Posts Tagged ‘census’

2/3rds

Thursday, November 4th, 2010

Found an interesting statistic about the United State’s population and makeup yesterday on a blog: “Shifting Voter Demographics: America is a Different Country.”

In 1965 the nation was 89% white and 11% black, about the same as it had been during the previous century. Since then, high levels of Asian and Latin immigration have produced an America today which is 66% white and 33% “people of color,” a tripling of the minority population in only four decades. Remarkably, 10% of Americans are of Mexican descent and about 5% of the electorate speaks primarily Spanish.

They don’t cite their sources, but as soon as the 2010 Census results comes out, we’ll have more concrete facts …

It’s Census Day!!

Thursday, April 1st, 2010

Forget April Fools’ Day, it’s Census Day in my world today. I think I’ve told you my affection for the decennial census (which is Constitutionally mandated – Article I, Section 2, you Tea Bagging-haters). Anyway the census is a snapshot of every household today, April 1, 2010.

We filled out ours last night and we had a revelation – see, for 36 days of the year Liz and I are the same age.
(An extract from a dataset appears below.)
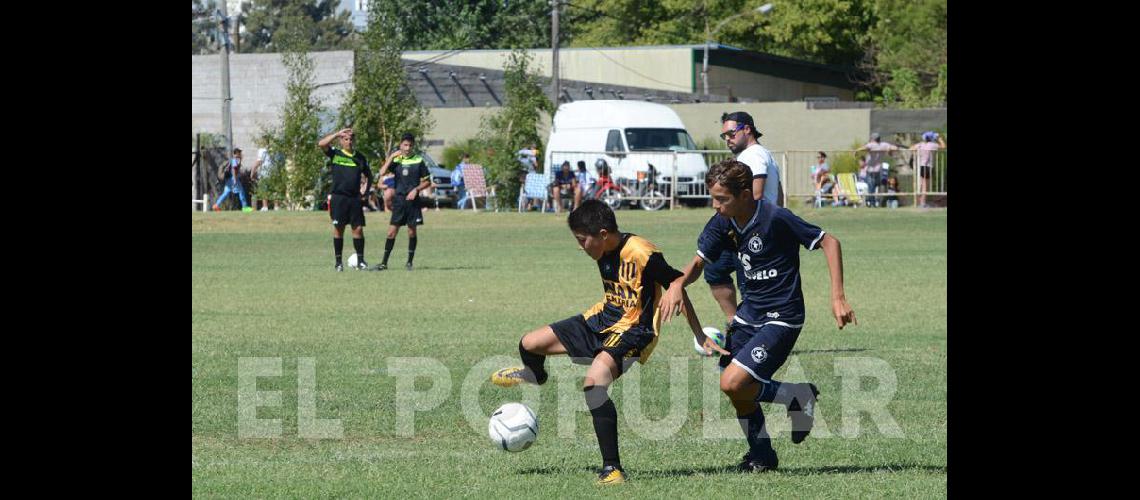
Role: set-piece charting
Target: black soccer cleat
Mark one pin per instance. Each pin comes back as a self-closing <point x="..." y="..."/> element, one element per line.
<point x="803" y="415"/>
<point x="611" y="475"/>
April 1 is one of those days.

On the census form Liz and I the same age.

Weird, eh?

No Census Online

Friday, March 19th, 2010

I love the decennial census, but you know this (see Census Fun).

We got our form in the mail the other day and I was confused to see you couldn’t fill the form out online. Doesn’t that seem like a logical option?

I’m glad to see I’m not the only one who found this odd: “One Thing You Still Can’t Do Online.”